LONDON (Reuters) - (John Kemp is a Reuters market analyst. The views expressed are his own)
U.S. gasoline consumption has leveled off as the stimulus provided by low and falling oil prices between 2014 and 2016 has faded, so refiners are increasingly turning to diesel and customers in emerging markets.
U.S. gasoline consumption is forecast to rise by just 40,000 barrels per day (bpd) in 2018, after remaining essentially unchanged last year, according to the U.S. Energy Information Administration.
Slower consumption growth stands in contrast to the earlier surge when usage rose by almost 260,000 bpd in 2015 and another 140,000 bpd in 2016 (“Short-Term Energy Outlook”, EIA, February 2018).
Traffic volumes are also growing more slowly, after rising sharply during most of 2015 and 2016, according to separate estimates from the Federal Highway Administration.
Traffic on U.S. roads was up by less than 1 percent in the three months to November compared with the same period a year earlier (“Traffic volume trends”, FHWA, January 2018).
Traffic growth has slowed from a peak of well over 3 percent per year in the early part of 2016, shortly after oil prices hit their lowest point in the current cycle.
Oil prices have been trending higher for more than two years and are now within $10 per barrel of their average real level over the entire of the last cycle (tmsnrt.rs/2C9rZZC).
So while the cost of fuel is not expensive, it is no longer especially cheap, and the steady increase in prices has started to moderate consumption growth.
The nationwide weighted-average retail price of gasoline was $2.67 per gallon in January, an increase of more than 60 cents per gallon compared with two years previously.
If oil prices continue to climb through the remainder of 2018 and into 2019 as the price cycle matures, U.S. gasoline consumption growth will likely slow even further.
After two years in 2015/16 when the U.S. motorists provided a significant boost to global oil demand, the main drivers of demand growth are rotating toward diesel and the emerging economies of Latin America, Africa, the Middle East and Asia.
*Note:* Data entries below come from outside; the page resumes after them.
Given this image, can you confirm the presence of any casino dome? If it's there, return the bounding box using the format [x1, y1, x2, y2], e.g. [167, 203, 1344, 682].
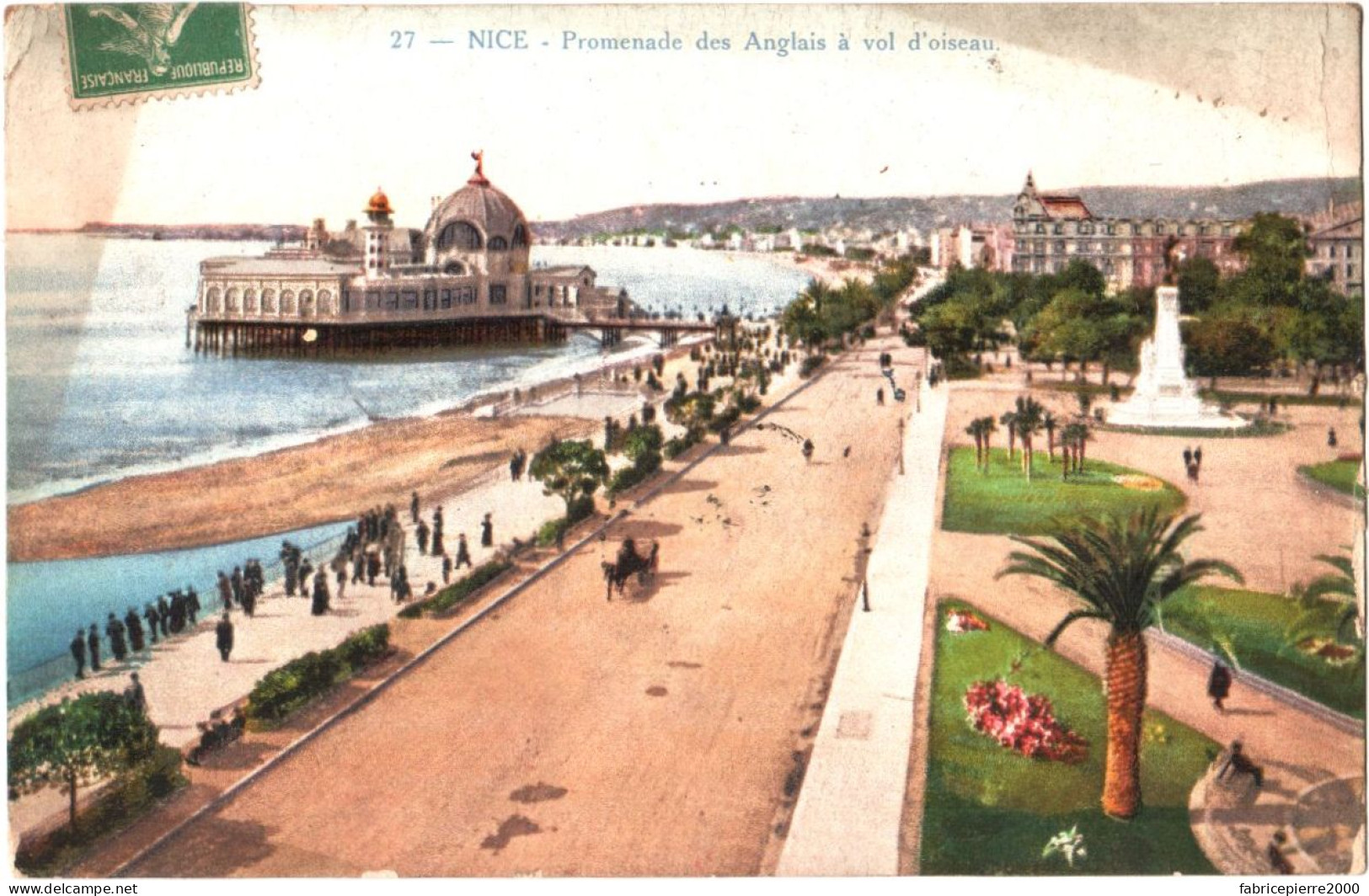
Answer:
[423, 158, 528, 256]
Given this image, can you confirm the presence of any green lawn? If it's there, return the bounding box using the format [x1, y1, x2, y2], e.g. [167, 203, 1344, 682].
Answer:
[1298, 461, 1365, 498]
[922, 603, 1218, 874]
[1163, 585, 1365, 718]
[942, 447, 1185, 535]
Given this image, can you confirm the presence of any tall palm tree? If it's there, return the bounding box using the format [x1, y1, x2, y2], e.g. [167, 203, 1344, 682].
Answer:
[998, 410, 1017, 461]
[1013, 397, 1046, 482]
[965, 417, 984, 469]
[997, 508, 1242, 818]
[979, 417, 998, 475]
[1040, 410, 1060, 461]
[1303, 554, 1360, 640]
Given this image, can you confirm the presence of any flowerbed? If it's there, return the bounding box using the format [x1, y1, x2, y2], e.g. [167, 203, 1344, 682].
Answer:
[946, 610, 988, 635]
[965, 679, 1088, 765]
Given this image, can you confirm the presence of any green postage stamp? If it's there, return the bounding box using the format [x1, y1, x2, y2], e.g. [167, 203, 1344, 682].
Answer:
[63, 3, 259, 109]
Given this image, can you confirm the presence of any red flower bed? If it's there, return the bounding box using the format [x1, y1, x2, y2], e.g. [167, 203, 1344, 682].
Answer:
[965, 679, 1088, 763]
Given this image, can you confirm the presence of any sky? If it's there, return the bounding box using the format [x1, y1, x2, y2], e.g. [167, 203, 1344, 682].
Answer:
[6, 4, 1361, 228]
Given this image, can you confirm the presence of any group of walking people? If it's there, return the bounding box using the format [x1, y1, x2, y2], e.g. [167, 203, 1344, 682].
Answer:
[70, 585, 200, 679]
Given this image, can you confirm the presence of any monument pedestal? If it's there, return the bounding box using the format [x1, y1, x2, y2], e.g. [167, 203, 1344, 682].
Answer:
[1108, 286, 1247, 429]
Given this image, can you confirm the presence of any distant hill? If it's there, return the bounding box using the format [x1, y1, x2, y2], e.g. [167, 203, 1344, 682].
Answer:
[67, 221, 307, 243]
[534, 178, 1362, 241]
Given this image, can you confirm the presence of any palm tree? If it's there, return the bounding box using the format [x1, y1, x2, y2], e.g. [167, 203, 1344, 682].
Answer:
[979, 417, 998, 475]
[1303, 554, 1360, 640]
[1013, 397, 1046, 482]
[1060, 423, 1088, 473]
[998, 410, 1017, 461]
[997, 508, 1242, 818]
[965, 417, 984, 469]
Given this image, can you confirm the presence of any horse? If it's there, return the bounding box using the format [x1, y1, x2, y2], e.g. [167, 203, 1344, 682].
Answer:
[600, 539, 661, 600]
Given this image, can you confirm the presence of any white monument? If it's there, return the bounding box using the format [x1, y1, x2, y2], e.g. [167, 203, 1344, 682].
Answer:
[1108, 286, 1247, 429]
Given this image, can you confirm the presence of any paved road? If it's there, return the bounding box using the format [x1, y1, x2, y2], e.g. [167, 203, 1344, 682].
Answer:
[130, 344, 911, 877]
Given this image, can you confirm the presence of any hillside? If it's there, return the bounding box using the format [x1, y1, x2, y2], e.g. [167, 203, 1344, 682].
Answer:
[534, 178, 1362, 241]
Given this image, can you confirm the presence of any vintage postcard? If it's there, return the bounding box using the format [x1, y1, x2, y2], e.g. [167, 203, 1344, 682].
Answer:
[4, 3, 1365, 893]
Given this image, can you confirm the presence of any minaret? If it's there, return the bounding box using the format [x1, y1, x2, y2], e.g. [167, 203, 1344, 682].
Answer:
[361, 188, 394, 278]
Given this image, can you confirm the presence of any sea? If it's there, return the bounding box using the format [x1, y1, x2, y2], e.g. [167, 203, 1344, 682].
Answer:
[6, 234, 808, 706]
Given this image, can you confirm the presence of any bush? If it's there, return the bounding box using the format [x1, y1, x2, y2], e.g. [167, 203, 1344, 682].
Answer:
[400, 557, 517, 620]
[664, 432, 698, 461]
[533, 495, 594, 550]
[247, 624, 390, 725]
[13, 744, 188, 877]
[798, 355, 827, 379]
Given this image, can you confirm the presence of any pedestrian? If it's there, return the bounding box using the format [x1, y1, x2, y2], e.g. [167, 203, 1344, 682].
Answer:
[309, 569, 330, 616]
[123, 606, 144, 653]
[1207, 659, 1231, 712]
[104, 613, 129, 662]
[214, 610, 233, 662]
[433, 508, 447, 557]
[72, 628, 85, 679]
[142, 603, 162, 644]
[86, 622, 100, 672]
[123, 672, 148, 716]
[1265, 830, 1292, 874]
[1217, 740, 1265, 787]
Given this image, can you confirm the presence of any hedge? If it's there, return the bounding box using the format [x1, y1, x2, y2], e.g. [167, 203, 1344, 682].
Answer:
[247, 622, 390, 725]
[400, 559, 513, 620]
[664, 432, 698, 461]
[537, 495, 594, 550]
[798, 355, 827, 377]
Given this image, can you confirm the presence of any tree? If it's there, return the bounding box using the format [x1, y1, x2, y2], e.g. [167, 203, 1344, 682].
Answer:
[1040, 410, 1060, 461]
[528, 439, 608, 515]
[1303, 554, 1360, 640]
[1013, 397, 1046, 482]
[9, 691, 158, 830]
[1231, 212, 1312, 305]
[1185, 307, 1276, 377]
[997, 508, 1242, 818]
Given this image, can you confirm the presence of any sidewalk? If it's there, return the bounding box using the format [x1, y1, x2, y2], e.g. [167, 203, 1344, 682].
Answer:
[8, 465, 564, 841]
[775, 364, 949, 877]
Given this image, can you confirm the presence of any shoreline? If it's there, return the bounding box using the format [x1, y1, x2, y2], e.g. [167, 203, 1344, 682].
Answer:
[6, 339, 717, 563]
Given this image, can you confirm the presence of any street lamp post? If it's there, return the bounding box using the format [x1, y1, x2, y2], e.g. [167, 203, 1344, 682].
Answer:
[898, 417, 904, 476]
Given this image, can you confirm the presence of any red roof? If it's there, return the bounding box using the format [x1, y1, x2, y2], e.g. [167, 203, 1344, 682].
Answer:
[1040, 195, 1094, 221]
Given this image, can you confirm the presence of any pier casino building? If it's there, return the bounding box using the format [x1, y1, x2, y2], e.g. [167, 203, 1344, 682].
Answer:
[188, 153, 631, 351]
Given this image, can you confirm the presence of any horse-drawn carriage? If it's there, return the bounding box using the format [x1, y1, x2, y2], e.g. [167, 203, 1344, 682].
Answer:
[600, 537, 661, 600]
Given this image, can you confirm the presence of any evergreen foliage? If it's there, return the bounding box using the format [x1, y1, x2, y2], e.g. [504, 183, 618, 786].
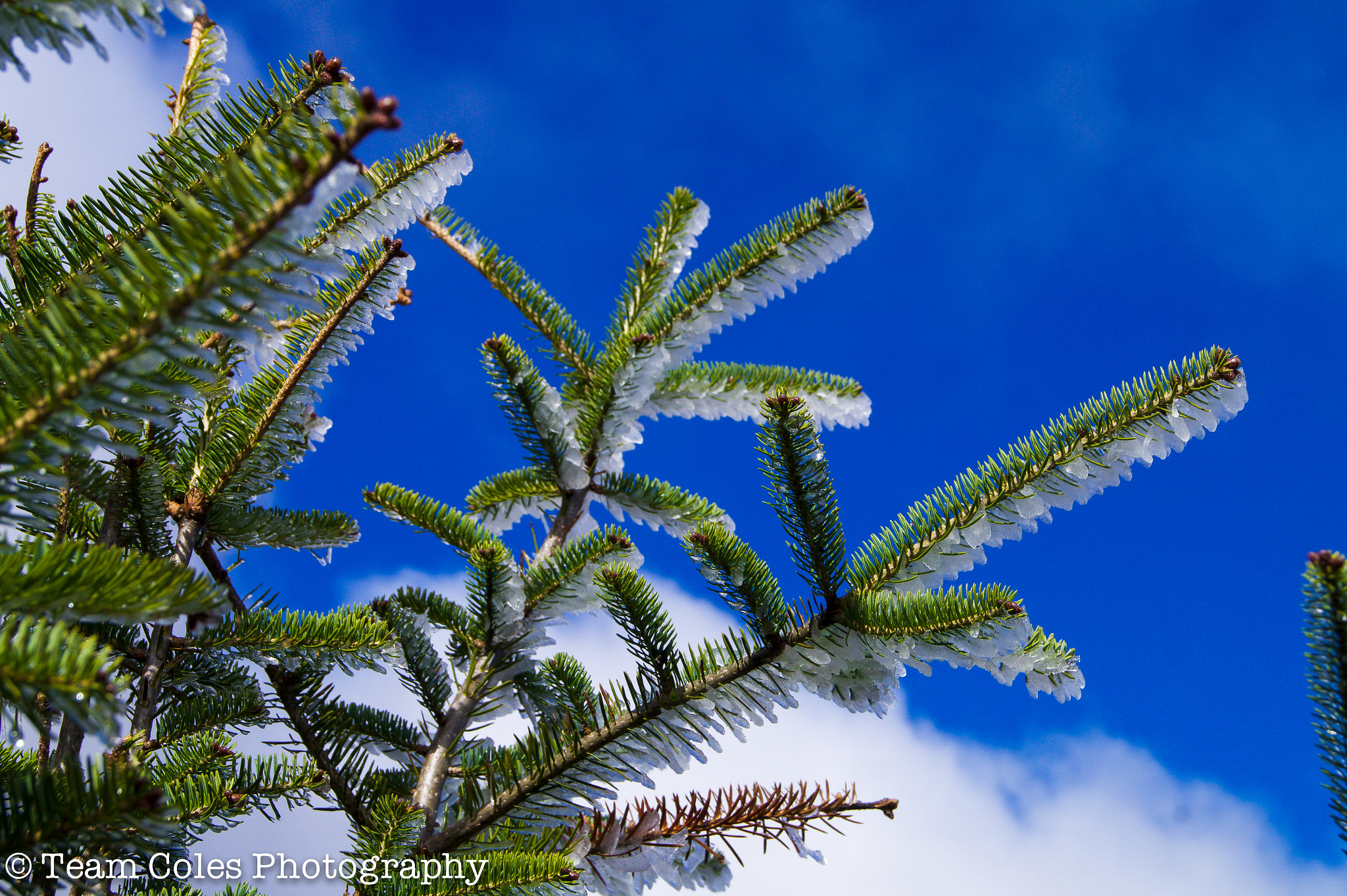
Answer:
[1304, 550, 1347, 851]
[0, 12, 1250, 896]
Freight volumes are rising at some of the fastest rates this decade in the United States and around the rest of the world.
Since almost all cargo is moved by high-powered engines on ships, trucks and railroads that use diesel fuel, freight growth is providing a major stimulus for diesel consumption.
In geographical terms, the fastest growth in consumption will come from outside the United States and the other advanced industrial economies.
Developing economies accounted for most of the growth in oil consumption between 2004 and 2014 but were hit hard by the slump in commodity prices during 2015 and 2016.
The economic downturn in commodity-dependent developing countries and associated slowdown in their own oil demand growth was one of the factors that worsened the oil price slump in 2015 and 2016.
As commodity prices rise again, however, economic growth across emerging markets is accelerating and propelling faster increases in fuel demand and adding to the upward pressure on oil prices.
U.S. refiners exported more than 1.1 billion barrels of finished petroleum products in the first 11 months of 2017, an increase of almost 12 percent compared with the same period in 2016.
Finished product exports have accelerated significantly over the last two years and the trend is set to continue in 2018.
With the focus for demand growth shifting from gasoline to diesel and emerging markets, fuel exports will become steadily more important for U.S. refiners.